Amelia nodded politely, but in the back of her mind she couldn’t help but wonder about his statement. Most of her life she had felt herself running toward something, but it was impossible to know what that something was. Her mother had tried to encourage her to believe in God, but Amelia thought it a mindless game. Religion required you to believe in things you couldn’t see or prove. Her very logical mind found it difficult to see reason in this.
If God existed, couldn’t He make Himself known without requiring people to give in to superstitious nonsense and outrageous stories of miraculous wonders? And if God existed, why did tragedy and injustice abound? Why did He not, instead, create a perfect world without pain or sorrow?

“I’ve answered your questions, now how about answering some of mine?” Logan’s voice broke through her thoughts.

“Such as?” Amelia dared to ask.

“Such as, why are you really here?
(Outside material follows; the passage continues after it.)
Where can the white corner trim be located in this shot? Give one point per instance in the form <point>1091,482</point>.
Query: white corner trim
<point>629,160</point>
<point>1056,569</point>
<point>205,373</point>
I have a good idea that Lady Bird has very little to do with your traveling to America.”

Amelia saw her sisters move to where Jeffery stood and smiled. “My father wanted me to come, so I did. It pleased him and little else seemed to offer the same appeal.”

“Is he still mourning your mother’s passing?”

“I suppose in a sense, although it’s been six years. They were very much a love match, which was quite rare among their friends.”

“Rare? Why is that?”

Amelia smiled tolerantly. “Marriages are most generally arranged to be advantageous to the families involved. My father married beneath his social standing.” She said the words without really meaning to.

“If he married for love it shouldn’t have mattered. Seems like he did well enough for himself anyway,” Logan replied. He nodded in the direction of her father in conversation with Mattersley. “He is an earl, after all, and surely that holds esteem in your social circles.”

“Yes, but the title dies with him. He has no sons and his estates, well—” she found herself unwilling to answer Logan’s soft-spoken questions. “His estates aren’t very productive. My mother had a low social standing, but she brought a small fortune and land into the family, which bolstered my father’s position.”

“So it
was
advantageous to both families, despite her lack of standing?”

“Yes, but you don’t understand. It made my father somewhat of an outcast. He’s quite determined that his daughters do not make the same mistake. It’s taken him years to rebuild friendships and such. People still speak badly of him if the moment presents itself in an advantageous way. Were we to marry poorly it would reflect directly on him and no doubt add to his sufferings.”

“But what if you fall in love with someone your father deems beneath you?” Logan asked moving in a step. “Say you fall in love with a barbarian instead of a twit?” His raised brow implied what his words failed to say.

Amelia felt her face grow hot.
He is really asking what would happen if I fell in love with him.
His face was close enough to reach out and touch and as always that pesky mustache drew her attention.
What if?
She had to distance herself. She had to get away from his piercing green eyes and probing questions. “It could never happen, Mr. Reed,” she finally said, then added with a hard stare of her own, “Never.”

Chapter 7

E
stes Park was like nothing Amelia had ever seen. Completely surrounded by mountains, the valley looked as though someone had placed it there to hide it away from the world. Ponderosa pine, spruce, and aspen dotted the area and Lord Amhurst was delighted to find the shrub-styled junipers whose berries were especially popular with the grouse and pheasants. She knew her father was becoming eager for the hunt. She had seen him eyeing the fowl while Jeffery had been watching the larger game.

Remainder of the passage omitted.